Documentation Design Policy, User Guide versus FAQ.
James Cameron, 9th November 2001.
There are two primary documents in this project, the User Guide and
the FAQ. They serve different purposes.
The User Guide
- is the FreeTDS 'product' documentation,
- is specific to each release,
- is included in the release, and on the FreeTDS web site,
- is structured as a HOWTO, or a list of steps, to get the software working.
The FAQ
- is the FreeTDS Mailing List documentation,
- is FreeTDS release independent,
- is on the FreeTDS web site,
- is structured as a list of questions.
The risks we need to address are:
- duplication of content, increasing cost of maintenance,
- conflicts between the documents, causing mail traffic,
- outdated content is left present, causing mail traffic,
- insufficient content, causing mail traffic,
- too much content and too little indexing, causing mail traffic.

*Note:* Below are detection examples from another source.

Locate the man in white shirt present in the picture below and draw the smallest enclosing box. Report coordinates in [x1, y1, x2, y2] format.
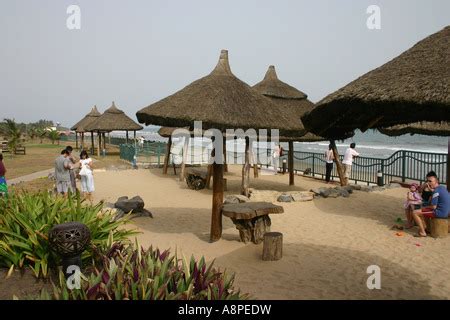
[342, 142, 359, 184]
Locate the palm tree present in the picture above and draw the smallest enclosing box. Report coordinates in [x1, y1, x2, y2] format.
[36, 128, 47, 144]
[3, 119, 21, 151]
[48, 130, 61, 144]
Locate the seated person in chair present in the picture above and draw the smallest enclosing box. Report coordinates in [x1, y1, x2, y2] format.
[413, 174, 450, 237]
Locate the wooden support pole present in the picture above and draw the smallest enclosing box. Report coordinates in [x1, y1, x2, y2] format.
[447, 137, 450, 192]
[223, 137, 228, 172]
[288, 141, 295, 186]
[262, 231, 284, 261]
[163, 136, 172, 174]
[180, 137, 190, 181]
[97, 131, 102, 157]
[241, 137, 250, 198]
[330, 140, 348, 186]
[210, 162, 223, 242]
[91, 131, 95, 155]
[206, 164, 213, 189]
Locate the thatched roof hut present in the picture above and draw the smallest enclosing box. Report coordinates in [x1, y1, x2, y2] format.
[70, 106, 101, 132]
[84, 101, 143, 132]
[253, 66, 326, 142]
[302, 26, 450, 138]
[136, 50, 298, 136]
[378, 121, 450, 137]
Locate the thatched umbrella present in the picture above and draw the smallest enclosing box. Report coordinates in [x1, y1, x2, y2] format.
[84, 101, 143, 156]
[379, 121, 450, 191]
[253, 66, 327, 185]
[136, 50, 296, 241]
[302, 26, 450, 189]
[70, 106, 101, 149]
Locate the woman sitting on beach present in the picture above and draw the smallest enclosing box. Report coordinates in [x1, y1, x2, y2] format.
[419, 171, 436, 207]
[404, 183, 422, 229]
[79, 150, 95, 204]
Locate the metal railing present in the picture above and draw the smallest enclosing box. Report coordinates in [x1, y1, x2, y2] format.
[120, 142, 447, 184]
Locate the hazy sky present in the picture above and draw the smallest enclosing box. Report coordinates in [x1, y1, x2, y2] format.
[0, 0, 450, 126]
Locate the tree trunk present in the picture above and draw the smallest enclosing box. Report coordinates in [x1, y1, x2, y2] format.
[180, 137, 190, 181]
[447, 137, 450, 192]
[210, 151, 223, 242]
[241, 137, 250, 198]
[163, 137, 172, 174]
[288, 141, 295, 186]
[330, 140, 347, 186]
[262, 232, 283, 261]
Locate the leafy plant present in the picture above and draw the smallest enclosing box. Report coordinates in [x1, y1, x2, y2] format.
[40, 242, 248, 300]
[0, 192, 136, 277]
[47, 130, 61, 144]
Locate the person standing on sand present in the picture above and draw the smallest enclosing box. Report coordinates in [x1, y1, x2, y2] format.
[342, 142, 359, 185]
[80, 150, 95, 204]
[55, 149, 72, 197]
[0, 153, 8, 196]
[325, 144, 334, 183]
[66, 146, 77, 192]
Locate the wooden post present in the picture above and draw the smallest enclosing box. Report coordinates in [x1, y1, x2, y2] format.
[180, 137, 190, 181]
[241, 137, 250, 198]
[330, 140, 347, 186]
[97, 131, 102, 157]
[163, 136, 172, 174]
[206, 164, 213, 189]
[250, 148, 259, 179]
[288, 141, 295, 186]
[91, 131, 95, 155]
[447, 137, 450, 192]
[262, 232, 283, 261]
[210, 146, 223, 242]
[223, 137, 228, 172]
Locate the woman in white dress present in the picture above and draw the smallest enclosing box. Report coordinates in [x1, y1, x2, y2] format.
[80, 150, 95, 204]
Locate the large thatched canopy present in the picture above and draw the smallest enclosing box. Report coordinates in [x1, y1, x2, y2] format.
[70, 106, 101, 132]
[379, 121, 450, 137]
[253, 66, 326, 142]
[84, 101, 143, 132]
[136, 50, 298, 135]
[302, 26, 450, 139]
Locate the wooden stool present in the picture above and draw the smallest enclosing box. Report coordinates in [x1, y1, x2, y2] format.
[431, 218, 448, 238]
[263, 232, 283, 261]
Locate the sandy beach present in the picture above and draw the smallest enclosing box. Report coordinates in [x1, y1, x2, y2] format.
[95, 166, 450, 299]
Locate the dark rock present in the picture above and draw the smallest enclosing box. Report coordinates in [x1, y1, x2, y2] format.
[277, 194, 294, 202]
[114, 196, 144, 213]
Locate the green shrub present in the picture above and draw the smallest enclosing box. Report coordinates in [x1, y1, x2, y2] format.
[40, 242, 248, 300]
[0, 192, 136, 277]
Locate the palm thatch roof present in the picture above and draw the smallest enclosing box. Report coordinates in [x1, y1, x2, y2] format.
[253, 66, 327, 142]
[136, 50, 303, 136]
[378, 121, 450, 136]
[84, 101, 143, 132]
[70, 106, 101, 132]
[302, 26, 450, 138]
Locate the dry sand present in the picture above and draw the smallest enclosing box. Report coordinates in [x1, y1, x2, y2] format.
[95, 166, 450, 299]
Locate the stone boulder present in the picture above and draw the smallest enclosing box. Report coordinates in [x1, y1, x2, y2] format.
[277, 193, 294, 202]
[114, 196, 153, 219]
[291, 191, 314, 202]
[223, 195, 250, 204]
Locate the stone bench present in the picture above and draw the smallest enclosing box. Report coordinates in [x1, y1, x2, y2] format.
[222, 202, 284, 244]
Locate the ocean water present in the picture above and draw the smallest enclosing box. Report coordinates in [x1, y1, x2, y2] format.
[112, 126, 448, 158]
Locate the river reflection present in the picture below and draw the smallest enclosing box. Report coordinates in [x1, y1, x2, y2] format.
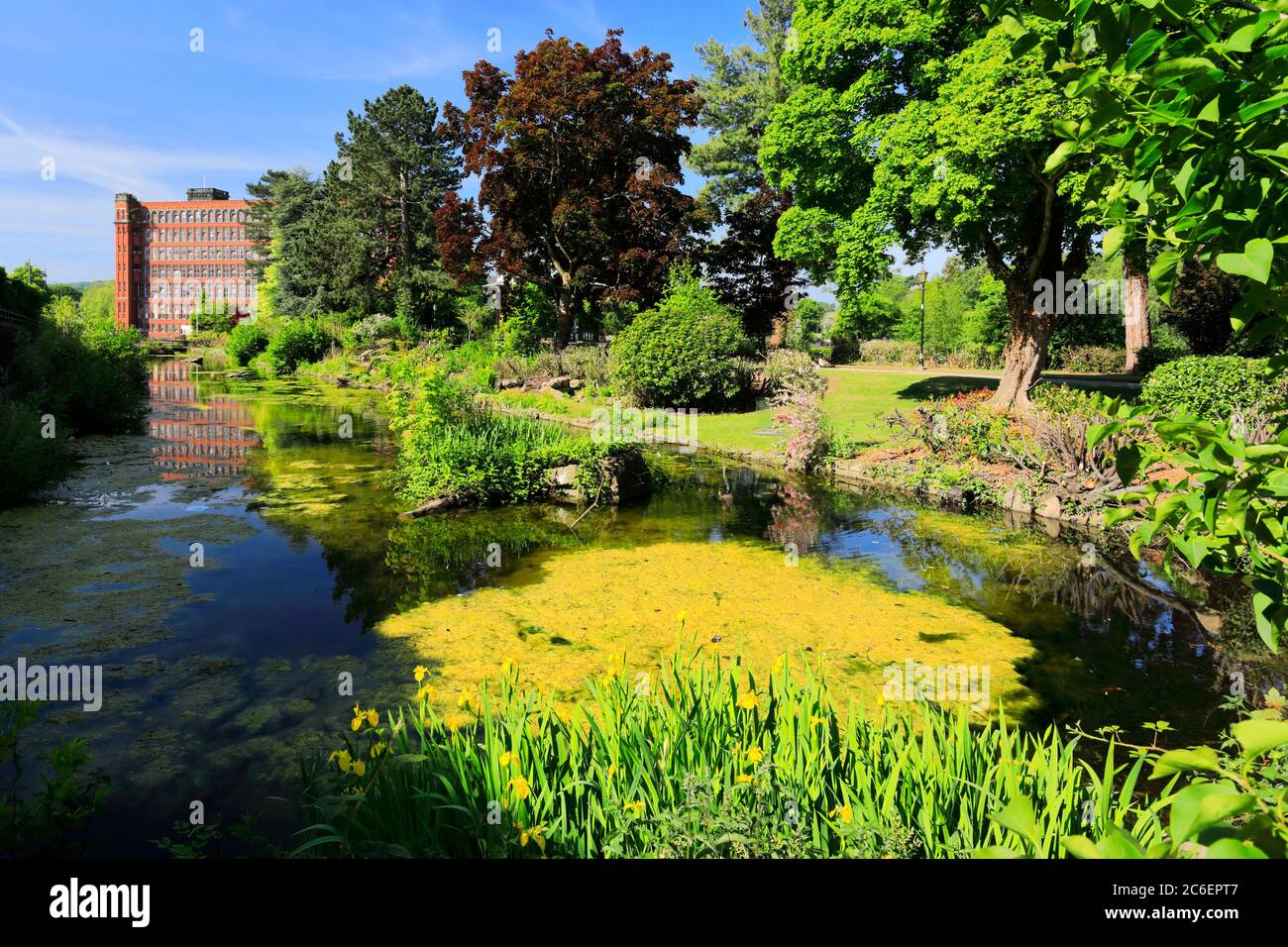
[0, 361, 1284, 854]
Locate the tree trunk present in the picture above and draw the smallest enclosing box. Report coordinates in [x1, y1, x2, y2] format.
[991, 288, 1052, 412]
[1124, 252, 1150, 374]
[555, 286, 576, 352]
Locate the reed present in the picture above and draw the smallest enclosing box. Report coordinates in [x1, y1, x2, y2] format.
[293, 648, 1163, 858]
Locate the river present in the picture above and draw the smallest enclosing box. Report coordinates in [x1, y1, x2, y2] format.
[0, 360, 1284, 856]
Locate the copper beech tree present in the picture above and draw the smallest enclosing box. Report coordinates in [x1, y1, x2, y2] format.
[435, 30, 707, 348]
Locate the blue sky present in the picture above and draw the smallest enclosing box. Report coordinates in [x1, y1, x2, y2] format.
[0, 0, 947, 282]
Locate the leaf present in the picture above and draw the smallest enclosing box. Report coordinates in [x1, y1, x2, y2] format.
[1149, 746, 1221, 780]
[1145, 55, 1216, 78]
[1061, 835, 1104, 858]
[1096, 826, 1145, 858]
[1087, 421, 1122, 449]
[1100, 224, 1127, 257]
[1126, 30, 1167, 72]
[1239, 91, 1288, 121]
[1231, 720, 1288, 756]
[1115, 445, 1140, 487]
[1042, 142, 1078, 174]
[1221, 18, 1274, 53]
[1206, 839, 1269, 858]
[1216, 237, 1275, 283]
[1171, 783, 1253, 848]
[989, 796, 1042, 849]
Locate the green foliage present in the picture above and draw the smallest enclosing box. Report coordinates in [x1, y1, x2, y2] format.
[787, 299, 828, 352]
[226, 321, 268, 365]
[8, 296, 149, 434]
[1136, 344, 1190, 374]
[344, 312, 399, 349]
[389, 366, 621, 506]
[986, 690, 1288, 860]
[760, 349, 827, 397]
[893, 388, 1019, 463]
[859, 339, 919, 365]
[1060, 346, 1127, 373]
[497, 282, 557, 356]
[609, 269, 747, 408]
[1140, 356, 1284, 424]
[993, 0, 1288, 650]
[265, 317, 331, 374]
[0, 261, 52, 317]
[760, 6, 1092, 404]
[80, 279, 116, 322]
[0, 701, 111, 858]
[295, 652, 1160, 858]
[0, 397, 71, 507]
[690, 0, 795, 210]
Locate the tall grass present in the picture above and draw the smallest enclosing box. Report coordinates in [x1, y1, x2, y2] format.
[295, 652, 1179, 858]
[387, 366, 627, 506]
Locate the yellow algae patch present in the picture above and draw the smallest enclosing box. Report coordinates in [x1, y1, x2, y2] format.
[377, 543, 1033, 711]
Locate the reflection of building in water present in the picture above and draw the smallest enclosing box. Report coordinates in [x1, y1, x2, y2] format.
[149, 361, 259, 479]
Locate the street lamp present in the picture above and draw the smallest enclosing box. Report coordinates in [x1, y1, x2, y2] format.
[917, 269, 926, 371]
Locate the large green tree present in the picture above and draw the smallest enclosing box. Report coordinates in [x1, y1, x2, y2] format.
[438, 30, 704, 347]
[688, 0, 796, 213]
[760, 0, 1096, 408]
[327, 85, 461, 322]
[993, 0, 1288, 648]
[246, 167, 327, 318]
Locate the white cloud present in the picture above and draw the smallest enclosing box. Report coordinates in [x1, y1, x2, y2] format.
[0, 115, 270, 200]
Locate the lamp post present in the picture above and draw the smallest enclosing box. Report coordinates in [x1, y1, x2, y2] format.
[917, 269, 926, 371]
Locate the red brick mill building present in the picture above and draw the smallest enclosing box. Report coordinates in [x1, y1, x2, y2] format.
[116, 187, 258, 339]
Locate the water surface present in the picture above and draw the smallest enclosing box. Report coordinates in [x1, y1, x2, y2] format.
[0, 361, 1284, 854]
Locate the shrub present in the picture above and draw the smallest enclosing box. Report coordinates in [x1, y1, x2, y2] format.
[293, 651, 1167, 858]
[774, 381, 832, 473]
[227, 322, 268, 365]
[265, 318, 330, 374]
[389, 368, 621, 506]
[609, 270, 747, 408]
[1140, 356, 1284, 421]
[9, 307, 149, 434]
[859, 339, 917, 365]
[1060, 346, 1127, 373]
[345, 312, 399, 348]
[0, 398, 71, 507]
[892, 389, 1018, 462]
[1136, 344, 1190, 374]
[759, 349, 827, 398]
[944, 342, 1005, 368]
[497, 283, 555, 356]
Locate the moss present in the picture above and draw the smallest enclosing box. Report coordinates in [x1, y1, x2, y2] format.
[377, 543, 1031, 710]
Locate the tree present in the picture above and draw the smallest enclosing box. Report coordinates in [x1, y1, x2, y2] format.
[327, 85, 461, 323]
[246, 167, 327, 318]
[0, 261, 51, 318]
[995, 0, 1288, 651]
[1162, 261, 1243, 356]
[760, 0, 1096, 410]
[707, 184, 804, 343]
[437, 30, 707, 348]
[1124, 241, 1150, 374]
[81, 279, 116, 322]
[688, 0, 795, 213]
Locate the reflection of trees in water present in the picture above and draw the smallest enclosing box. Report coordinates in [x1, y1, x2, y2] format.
[1212, 579, 1288, 706]
[765, 483, 823, 553]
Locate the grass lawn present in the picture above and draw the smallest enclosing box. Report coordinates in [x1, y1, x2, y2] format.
[486, 368, 1121, 451]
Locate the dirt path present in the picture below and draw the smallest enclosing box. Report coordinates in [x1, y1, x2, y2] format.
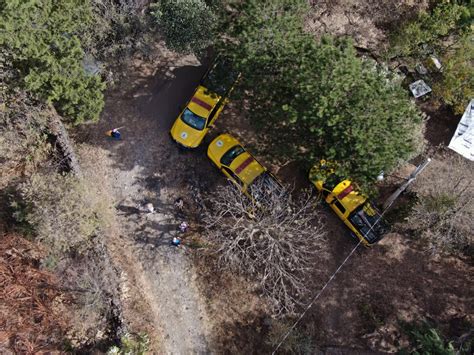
[76, 53, 217, 354]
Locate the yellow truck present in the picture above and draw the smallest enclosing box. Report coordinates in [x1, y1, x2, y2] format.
[309, 160, 386, 246]
[170, 58, 240, 148]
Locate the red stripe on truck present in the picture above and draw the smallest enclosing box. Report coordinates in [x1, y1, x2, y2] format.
[191, 97, 212, 111]
[235, 157, 254, 174]
[337, 185, 354, 200]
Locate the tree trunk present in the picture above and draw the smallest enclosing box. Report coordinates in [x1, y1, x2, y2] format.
[49, 109, 82, 176]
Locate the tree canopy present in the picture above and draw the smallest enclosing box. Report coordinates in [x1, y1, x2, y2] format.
[151, 0, 217, 53]
[222, 0, 423, 188]
[0, 0, 105, 124]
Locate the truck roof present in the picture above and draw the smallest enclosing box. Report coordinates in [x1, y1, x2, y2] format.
[201, 57, 239, 96]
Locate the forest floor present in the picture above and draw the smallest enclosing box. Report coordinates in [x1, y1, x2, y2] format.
[74, 0, 474, 353]
[74, 48, 222, 354]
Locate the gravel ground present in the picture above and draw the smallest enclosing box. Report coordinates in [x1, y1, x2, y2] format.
[75, 46, 219, 354]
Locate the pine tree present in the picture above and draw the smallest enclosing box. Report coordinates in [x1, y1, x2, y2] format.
[0, 0, 105, 124]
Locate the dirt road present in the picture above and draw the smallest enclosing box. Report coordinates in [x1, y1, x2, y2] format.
[76, 53, 218, 354]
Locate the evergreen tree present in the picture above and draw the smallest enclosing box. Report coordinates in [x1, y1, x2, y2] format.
[151, 0, 217, 53]
[0, 0, 105, 124]
[222, 0, 423, 188]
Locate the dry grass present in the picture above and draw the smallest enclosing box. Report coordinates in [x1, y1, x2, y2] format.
[408, 152, 474, 252]
[0, 235, 69, 354]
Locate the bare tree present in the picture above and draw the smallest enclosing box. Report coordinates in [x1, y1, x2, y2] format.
[204, 180, 325, 315]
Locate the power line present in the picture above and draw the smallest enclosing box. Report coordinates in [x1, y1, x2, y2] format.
[272, 195, 395, 355]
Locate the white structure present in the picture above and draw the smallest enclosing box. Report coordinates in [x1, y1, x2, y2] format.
[409, 80, 431, 99]
[448, 99, 474, 161]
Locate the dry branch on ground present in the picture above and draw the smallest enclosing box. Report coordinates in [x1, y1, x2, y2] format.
[0, 235, 68, 354]
[204, 182, 325, 314]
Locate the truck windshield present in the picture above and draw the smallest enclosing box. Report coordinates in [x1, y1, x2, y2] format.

So some policy suggestions ...
The FAQ should not duplicate content found in the User Guide, and
vice versa. If they have access to the FAQ, they can read the User
Guide. If they have access to the User Guide, they shouldn't need the
FAQ, unless they hit a defect.
To avoid duplication, the FAQ should point to the User Guide to
address specific questions, unless the User Guide hasn't got the
answer.
The User Guide should only point to the FAQ base URL, and should never
need to point to specific FAQ content.
New content between releases should first go into the FAQ in CVS,
with an effective date and FreeTDS version number. The FAQ maintainer
will then transfer this to the FreeTDS web site. This new content
for the FAQ may breed code changes, or new content for the User
Guide.
New content for the next release should be inserted into the User
Guide in CVS. Once the User Guide is released (by nature of a FreeTDS
release), old FAQ entries should be reviewed.